Он начал спускаться вниз и вдруг увидел, как дверь его квартиры открылась, и из нее вышел Вадим. Катя, одетая в халат, провожала его. При виде мужа она не испугалась, на ее лице не дрогнул ни один мускул, только тревожно взглянула на Вадима.

– Здравствуй, сосед! – радостно воскликнул Вадим. – Хорошо, что тебя застал. Хотел пригласить вас к нам на ужин. Вот, купил очень неплохую рыбу, – показал он на пакет, который держал в руках, – может, вместе и съедим?

Если бы не этот пакет с рыбой, возможно, Вениамин сразу же насторожился бы. Но пакет говорил в пользу Вадима, к тому же и его жена приглашала их на ужин.

– Рыба – это хорошо, – кивнул Вениамин, – но у нас на сегодня другие планы. Боюсь, не сможем зайти.

– Ничего. В следующий раз поужинаем.
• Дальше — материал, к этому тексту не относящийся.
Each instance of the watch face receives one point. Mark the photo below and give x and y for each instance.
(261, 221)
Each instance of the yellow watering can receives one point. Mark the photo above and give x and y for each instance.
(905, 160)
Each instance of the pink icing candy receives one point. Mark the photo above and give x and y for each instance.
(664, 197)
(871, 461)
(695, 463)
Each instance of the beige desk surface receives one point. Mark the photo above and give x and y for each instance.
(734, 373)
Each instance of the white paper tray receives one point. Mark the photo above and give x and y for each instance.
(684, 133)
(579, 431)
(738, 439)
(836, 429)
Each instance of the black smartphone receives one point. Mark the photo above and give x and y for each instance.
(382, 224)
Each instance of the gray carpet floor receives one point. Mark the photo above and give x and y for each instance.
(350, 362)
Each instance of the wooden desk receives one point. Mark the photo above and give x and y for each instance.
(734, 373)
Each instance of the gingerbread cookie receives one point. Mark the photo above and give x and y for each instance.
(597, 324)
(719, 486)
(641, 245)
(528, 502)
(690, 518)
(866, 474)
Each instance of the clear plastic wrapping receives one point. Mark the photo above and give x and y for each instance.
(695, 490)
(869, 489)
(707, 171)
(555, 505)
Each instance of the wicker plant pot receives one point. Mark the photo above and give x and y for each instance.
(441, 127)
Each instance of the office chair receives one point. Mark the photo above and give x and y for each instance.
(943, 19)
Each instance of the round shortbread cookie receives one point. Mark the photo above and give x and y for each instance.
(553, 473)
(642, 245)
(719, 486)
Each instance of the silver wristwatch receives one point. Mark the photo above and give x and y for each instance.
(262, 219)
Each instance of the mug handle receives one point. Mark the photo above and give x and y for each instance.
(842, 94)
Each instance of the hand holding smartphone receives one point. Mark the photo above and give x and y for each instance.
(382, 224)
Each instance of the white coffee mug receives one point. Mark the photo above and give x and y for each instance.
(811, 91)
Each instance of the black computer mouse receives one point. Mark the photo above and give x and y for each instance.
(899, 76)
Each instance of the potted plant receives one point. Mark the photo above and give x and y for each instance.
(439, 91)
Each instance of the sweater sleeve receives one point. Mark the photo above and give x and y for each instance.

У меня один знакомый сейчас занимается поставками рыбы в наш регион, и у нас часто будут рыбные дни, – рассмеялся Вадим, поднимаясь по лестнице.

Вениамин вошел в квартиру и взглянул на Катю.

– Почему ты так долго не открывала? Неужели не слышала моих звонков?

– Слышала, – кивнула она, – конечно, слышала. Но Вадим попросил не открывать. Он зашел на минуту, чтобы пригласить нас на ужин, а у меня как раз пирог подгорал. Я сказала, чтобы он вошел, а сама побежала на кухню. Неудобно человека держать на пороге, тем более соседа. А когда позвонили, он испугался, что это его жена. Говорит, она ужасно ревнивая, все время срывается на истерики. Ты сам иногда слышишь, какие у них там скандалы…

Действительно, молодые супруги часто скандалили наверху, и их крики с разбиванием посуды были отчетливо слышны на нижних этажах.

– Ты могла посмотреть в «глазок» и убедиться, что это не она, – покачал головой Вениамин.

– Как посмотреть? Она бы сразу услышала и начала бы скандалить. Нам это нужно?

Она прошла на кухню, а Вениамин последовал за ней.

– Катя, – спросил он, стоя на пороге, – ты мне изменяешь? Только скажи честно.

– С ума сошел? – Она даже не обернулась. – У меня пирог пригорает, а ты всякую чушь несешь. С Вадимом изменяю, что ли? Да ведь он известный кобель, весь город только о нем и говорит, поэтому его жена так и бесится с утра до вечера. Нашел, о чем говорить.

– Заканчивай с пирогом, ты сегодня поедешь со мной на дачу, – твердо произнес Вениамин, и что-то в его голосе заставило ее обернуться.

– Ты еще будешь мне истерики устраивать, – поморщилась Катя. – Ну, если хочешь, я поеду. Только не делай такое обиженное лицо. Я ведь не дура; если бы изменяла тебе, то сразу бы дверь открыла, чтобы ты ничего не понял.